Late afternoon scamper to Klondike. Populated. I chose to pick the only unoccupied site instead of intruding on others.

I read a front page article of the local paper that decried the ill effects of the primitive campers here at North Klondike. Yes, the area can be crowded, tonight is the most campers I have experienced here. The effects I see are campers off the official road but mostly withing 300′ of same. hence legal. I see absolutely no litter. Old cow shit. 2 outhouses are on the road for human waste. The article reported there are 650 official campsites in the area and they get filled. I did not investigate those sites, maybe they are in the paid private campgrounds.Ever stay in one? I haven’t either. If I complain about primitive campers being too close, these paid ones make you pay for that privilege. Fucking range land cows.

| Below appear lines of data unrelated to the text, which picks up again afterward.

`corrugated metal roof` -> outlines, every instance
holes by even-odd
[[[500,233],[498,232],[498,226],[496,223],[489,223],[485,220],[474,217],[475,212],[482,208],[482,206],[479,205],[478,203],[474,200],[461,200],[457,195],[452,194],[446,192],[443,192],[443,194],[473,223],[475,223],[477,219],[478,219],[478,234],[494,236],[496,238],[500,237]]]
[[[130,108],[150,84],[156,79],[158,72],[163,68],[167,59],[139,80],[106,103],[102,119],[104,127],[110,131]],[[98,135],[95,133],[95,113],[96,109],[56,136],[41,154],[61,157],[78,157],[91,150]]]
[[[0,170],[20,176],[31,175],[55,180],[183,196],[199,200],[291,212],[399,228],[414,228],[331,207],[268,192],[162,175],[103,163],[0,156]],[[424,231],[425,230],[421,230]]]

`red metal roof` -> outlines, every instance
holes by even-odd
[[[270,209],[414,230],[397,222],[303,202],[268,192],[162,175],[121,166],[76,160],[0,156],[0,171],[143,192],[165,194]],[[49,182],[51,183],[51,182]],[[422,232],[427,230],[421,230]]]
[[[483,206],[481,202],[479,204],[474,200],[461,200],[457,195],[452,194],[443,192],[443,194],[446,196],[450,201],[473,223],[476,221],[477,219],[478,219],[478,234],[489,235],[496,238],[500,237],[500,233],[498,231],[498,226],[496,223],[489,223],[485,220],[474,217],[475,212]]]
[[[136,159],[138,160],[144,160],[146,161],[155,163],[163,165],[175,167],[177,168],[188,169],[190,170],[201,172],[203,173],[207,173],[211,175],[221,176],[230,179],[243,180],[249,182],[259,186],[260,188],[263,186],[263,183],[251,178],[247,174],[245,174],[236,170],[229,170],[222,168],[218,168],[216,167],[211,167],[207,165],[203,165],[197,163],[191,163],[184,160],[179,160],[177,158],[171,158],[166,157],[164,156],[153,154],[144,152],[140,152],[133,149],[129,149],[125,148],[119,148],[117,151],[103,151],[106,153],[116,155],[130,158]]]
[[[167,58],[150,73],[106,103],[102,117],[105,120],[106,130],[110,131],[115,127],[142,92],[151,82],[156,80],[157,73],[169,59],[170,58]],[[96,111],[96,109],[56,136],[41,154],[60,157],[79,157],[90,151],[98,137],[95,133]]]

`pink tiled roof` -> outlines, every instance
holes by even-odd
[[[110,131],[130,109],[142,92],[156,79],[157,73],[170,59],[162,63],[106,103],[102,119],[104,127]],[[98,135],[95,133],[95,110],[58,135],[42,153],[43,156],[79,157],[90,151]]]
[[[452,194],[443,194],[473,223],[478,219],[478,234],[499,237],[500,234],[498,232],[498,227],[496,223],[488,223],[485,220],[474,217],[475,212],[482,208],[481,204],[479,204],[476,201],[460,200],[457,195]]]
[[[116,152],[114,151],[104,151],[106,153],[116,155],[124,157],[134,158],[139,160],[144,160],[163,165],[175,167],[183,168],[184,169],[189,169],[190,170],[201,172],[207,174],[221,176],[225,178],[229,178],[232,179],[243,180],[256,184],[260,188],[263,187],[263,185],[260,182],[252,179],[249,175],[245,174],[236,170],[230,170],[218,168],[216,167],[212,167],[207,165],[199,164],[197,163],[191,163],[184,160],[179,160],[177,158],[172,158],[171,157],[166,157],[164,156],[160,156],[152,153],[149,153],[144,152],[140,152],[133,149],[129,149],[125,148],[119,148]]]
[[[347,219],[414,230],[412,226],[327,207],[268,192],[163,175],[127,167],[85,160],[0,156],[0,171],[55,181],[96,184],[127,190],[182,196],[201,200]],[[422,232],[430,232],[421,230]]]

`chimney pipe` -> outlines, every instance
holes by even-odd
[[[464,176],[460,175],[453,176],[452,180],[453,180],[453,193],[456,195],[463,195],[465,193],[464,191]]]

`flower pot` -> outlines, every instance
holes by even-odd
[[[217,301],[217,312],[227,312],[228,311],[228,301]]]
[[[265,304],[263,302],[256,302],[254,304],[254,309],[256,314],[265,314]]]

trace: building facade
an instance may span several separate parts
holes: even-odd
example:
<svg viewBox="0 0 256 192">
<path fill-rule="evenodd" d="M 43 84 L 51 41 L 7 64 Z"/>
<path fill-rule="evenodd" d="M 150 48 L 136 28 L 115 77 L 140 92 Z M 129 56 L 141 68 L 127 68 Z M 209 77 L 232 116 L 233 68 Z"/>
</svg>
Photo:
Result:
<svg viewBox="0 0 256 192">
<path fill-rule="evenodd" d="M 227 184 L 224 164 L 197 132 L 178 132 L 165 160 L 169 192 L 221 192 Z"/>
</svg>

Horsethief XG is a paid BLM campground. This year a tent only site opened across the road from the fenced in anything goes units. The tents pay the same price but the entire site lacks the protective fence, hence cows graze and shit in the campground just like the primitive sites experience.

Planning on staying here for several days. Moab riding is so good. Lots of people think the same.

Reading Monkey Wrench Gang by Abbey. I read it first back in ’78, published in ’75, well before I had ever been here. I have local familiarity to tie his book to landmarks. Hayduke Lives.